Tais afirmações são bastante enfáticas e consideravelmente depreciativas.

Desconsiderando possíveis diferenças de opiniões que a fortuna crítica sobre os

poetas marginais apresente, é essencial que se compreenda a importância que o

trabalho e a atividade dos autores tiveram em seu contexto histórico: “Às severas

restrições de que foi objeto, principalmente quanto ao seu ‘estatuto literário’,

responde com um substancial acréscimo do número de poetas, poemas e leitores”

(PEREIRA; HOLLANDA, 1982, p. 77). Até mesmo o “desleixo formal”, alvo de

críticas de alguns exegetas, desempenha função eloquente face à situação em que

escreviam os autores daquele momento:

Do ponto de vista literário, os textos trabalham coloquial e ludicamente a linguagem, voltando-se agora para a realidade mais imediata do poeta: o cotidiano próximo, o gesto, o registro bruto do momento. Reivindicam-se o descompromisso, a gratuidade e a brincadeira como bandeiras da prática poética e como “bandeira” de uma postura crítica frente à ordem moral e institucional. O culto do instante e do “aqui e agora” – outro eixo fundamental da nova poesia – evidencia, não raro, certos traços do projeto ideológico que norteou a política de resistência na linha das sugestões da contracultura do início da década. (PEREIRA; HOLLANDA, 1982, p. 77) (grifos nossos)

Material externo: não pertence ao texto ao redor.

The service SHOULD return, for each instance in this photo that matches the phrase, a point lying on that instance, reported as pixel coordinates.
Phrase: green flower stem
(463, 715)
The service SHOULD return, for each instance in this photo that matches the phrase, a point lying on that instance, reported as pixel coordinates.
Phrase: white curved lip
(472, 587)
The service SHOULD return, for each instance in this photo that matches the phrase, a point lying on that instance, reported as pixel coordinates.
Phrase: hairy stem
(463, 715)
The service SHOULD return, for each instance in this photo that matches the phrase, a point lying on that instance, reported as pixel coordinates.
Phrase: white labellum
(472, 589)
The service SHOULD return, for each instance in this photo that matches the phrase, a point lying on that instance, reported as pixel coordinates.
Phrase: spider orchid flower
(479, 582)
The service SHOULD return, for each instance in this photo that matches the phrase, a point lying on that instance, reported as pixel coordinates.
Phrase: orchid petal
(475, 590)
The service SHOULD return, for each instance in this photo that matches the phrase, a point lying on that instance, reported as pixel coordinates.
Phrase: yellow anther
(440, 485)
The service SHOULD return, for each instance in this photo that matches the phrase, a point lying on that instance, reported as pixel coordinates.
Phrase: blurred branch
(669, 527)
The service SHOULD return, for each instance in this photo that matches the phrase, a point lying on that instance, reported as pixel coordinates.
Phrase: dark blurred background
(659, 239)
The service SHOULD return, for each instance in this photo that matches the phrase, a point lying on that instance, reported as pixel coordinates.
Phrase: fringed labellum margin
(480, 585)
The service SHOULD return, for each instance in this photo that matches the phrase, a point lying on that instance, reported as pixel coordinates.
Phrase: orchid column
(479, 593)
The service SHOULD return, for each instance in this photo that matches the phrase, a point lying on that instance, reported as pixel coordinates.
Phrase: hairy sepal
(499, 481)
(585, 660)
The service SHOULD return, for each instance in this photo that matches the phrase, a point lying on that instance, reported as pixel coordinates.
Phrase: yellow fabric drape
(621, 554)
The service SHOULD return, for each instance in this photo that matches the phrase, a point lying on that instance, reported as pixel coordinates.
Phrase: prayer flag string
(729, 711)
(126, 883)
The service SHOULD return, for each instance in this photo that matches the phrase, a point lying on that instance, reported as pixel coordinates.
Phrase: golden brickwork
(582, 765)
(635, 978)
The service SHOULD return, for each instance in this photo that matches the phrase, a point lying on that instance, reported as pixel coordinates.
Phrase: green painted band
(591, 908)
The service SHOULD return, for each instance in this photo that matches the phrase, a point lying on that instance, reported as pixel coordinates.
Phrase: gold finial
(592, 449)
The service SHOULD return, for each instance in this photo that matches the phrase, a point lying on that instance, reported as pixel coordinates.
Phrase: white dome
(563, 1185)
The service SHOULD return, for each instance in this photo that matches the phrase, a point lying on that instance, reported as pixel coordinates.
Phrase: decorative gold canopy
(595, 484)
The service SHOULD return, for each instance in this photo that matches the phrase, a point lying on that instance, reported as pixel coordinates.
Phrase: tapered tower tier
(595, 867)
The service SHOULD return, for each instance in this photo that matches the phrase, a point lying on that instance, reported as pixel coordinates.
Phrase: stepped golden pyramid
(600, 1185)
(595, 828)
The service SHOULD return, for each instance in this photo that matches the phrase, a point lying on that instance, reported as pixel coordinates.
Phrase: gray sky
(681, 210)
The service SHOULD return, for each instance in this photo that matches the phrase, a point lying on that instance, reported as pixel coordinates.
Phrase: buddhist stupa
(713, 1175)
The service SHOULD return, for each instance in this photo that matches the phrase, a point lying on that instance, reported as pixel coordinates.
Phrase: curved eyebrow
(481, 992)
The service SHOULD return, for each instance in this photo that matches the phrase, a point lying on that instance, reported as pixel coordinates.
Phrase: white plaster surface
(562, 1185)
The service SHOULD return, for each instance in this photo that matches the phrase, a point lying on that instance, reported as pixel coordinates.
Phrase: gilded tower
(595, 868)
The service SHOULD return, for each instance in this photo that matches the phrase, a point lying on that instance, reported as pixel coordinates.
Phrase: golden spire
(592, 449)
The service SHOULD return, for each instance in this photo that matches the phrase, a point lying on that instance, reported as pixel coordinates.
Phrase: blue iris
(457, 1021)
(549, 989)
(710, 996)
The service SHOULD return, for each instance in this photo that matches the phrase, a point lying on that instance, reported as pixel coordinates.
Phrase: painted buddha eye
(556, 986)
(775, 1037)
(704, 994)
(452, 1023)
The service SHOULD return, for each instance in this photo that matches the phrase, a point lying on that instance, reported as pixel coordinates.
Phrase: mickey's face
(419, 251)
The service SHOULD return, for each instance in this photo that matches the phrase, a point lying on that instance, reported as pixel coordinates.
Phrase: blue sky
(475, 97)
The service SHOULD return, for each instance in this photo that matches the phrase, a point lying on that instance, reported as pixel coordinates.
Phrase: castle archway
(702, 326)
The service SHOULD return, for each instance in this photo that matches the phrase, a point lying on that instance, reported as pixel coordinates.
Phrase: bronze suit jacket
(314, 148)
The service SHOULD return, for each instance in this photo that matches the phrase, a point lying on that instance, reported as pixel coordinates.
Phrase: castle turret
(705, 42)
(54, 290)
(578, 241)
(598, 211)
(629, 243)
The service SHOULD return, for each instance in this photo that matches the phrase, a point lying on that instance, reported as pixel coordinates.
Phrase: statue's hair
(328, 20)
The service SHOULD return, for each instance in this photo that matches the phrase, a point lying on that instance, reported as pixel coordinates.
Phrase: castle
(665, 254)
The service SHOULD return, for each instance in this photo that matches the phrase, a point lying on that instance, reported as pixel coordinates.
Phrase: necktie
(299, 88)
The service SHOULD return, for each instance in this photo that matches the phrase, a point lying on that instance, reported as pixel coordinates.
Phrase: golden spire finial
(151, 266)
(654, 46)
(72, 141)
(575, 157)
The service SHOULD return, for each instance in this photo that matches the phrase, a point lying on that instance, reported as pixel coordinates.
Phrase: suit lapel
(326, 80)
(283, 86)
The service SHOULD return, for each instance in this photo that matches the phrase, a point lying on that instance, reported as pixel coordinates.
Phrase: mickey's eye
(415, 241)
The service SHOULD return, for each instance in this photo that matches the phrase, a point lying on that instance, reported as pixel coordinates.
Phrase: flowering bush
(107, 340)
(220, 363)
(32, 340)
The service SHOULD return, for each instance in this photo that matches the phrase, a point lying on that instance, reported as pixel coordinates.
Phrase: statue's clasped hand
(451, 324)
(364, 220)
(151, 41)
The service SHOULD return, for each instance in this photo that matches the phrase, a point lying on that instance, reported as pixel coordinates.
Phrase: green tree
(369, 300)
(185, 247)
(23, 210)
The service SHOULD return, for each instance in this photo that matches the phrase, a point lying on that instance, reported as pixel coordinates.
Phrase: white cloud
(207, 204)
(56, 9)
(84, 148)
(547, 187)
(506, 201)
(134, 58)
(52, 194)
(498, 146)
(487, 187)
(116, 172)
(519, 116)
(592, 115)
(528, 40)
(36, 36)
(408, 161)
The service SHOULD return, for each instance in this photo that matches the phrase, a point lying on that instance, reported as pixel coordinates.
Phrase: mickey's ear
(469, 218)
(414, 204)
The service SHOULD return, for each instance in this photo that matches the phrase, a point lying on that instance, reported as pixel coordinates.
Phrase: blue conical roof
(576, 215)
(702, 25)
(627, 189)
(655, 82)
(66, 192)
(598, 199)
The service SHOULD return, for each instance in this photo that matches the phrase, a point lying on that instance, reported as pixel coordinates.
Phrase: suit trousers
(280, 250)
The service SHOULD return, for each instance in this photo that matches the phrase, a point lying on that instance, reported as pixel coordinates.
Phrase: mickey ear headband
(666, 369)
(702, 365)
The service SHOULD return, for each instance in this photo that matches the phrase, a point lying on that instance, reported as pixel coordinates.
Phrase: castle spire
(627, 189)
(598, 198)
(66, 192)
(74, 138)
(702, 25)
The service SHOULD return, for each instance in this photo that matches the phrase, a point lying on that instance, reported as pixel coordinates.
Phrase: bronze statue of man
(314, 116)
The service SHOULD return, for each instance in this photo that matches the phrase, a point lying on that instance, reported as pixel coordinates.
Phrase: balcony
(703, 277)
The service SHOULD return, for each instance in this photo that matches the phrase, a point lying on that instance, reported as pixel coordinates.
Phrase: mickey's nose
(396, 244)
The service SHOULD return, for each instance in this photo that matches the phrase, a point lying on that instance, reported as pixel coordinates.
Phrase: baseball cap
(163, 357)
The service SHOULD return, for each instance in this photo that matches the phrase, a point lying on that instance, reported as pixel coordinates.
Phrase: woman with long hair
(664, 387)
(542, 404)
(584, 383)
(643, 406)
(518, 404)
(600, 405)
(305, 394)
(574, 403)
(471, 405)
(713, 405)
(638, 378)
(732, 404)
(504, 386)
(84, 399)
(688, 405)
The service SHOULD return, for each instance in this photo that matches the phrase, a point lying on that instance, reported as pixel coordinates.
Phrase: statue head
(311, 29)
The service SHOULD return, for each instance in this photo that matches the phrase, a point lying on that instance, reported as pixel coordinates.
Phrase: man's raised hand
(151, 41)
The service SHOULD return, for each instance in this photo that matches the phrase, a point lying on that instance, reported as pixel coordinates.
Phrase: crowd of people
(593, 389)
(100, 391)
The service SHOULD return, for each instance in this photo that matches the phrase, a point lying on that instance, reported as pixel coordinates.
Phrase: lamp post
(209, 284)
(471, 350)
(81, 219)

De fato, a grande relevância da produção cultural daquele momento era

manter a cultura brasileira viva e ativa:

O movimento cultural pós-64 se caracteriza por duas vertentes que não são excludentes: por um lado se define pela repressão ideológica e política; por outro, é um momento da história brasileira onde mais são produzidos e difundidos os bens culturais. (ORTIZ, 1998, p. 61)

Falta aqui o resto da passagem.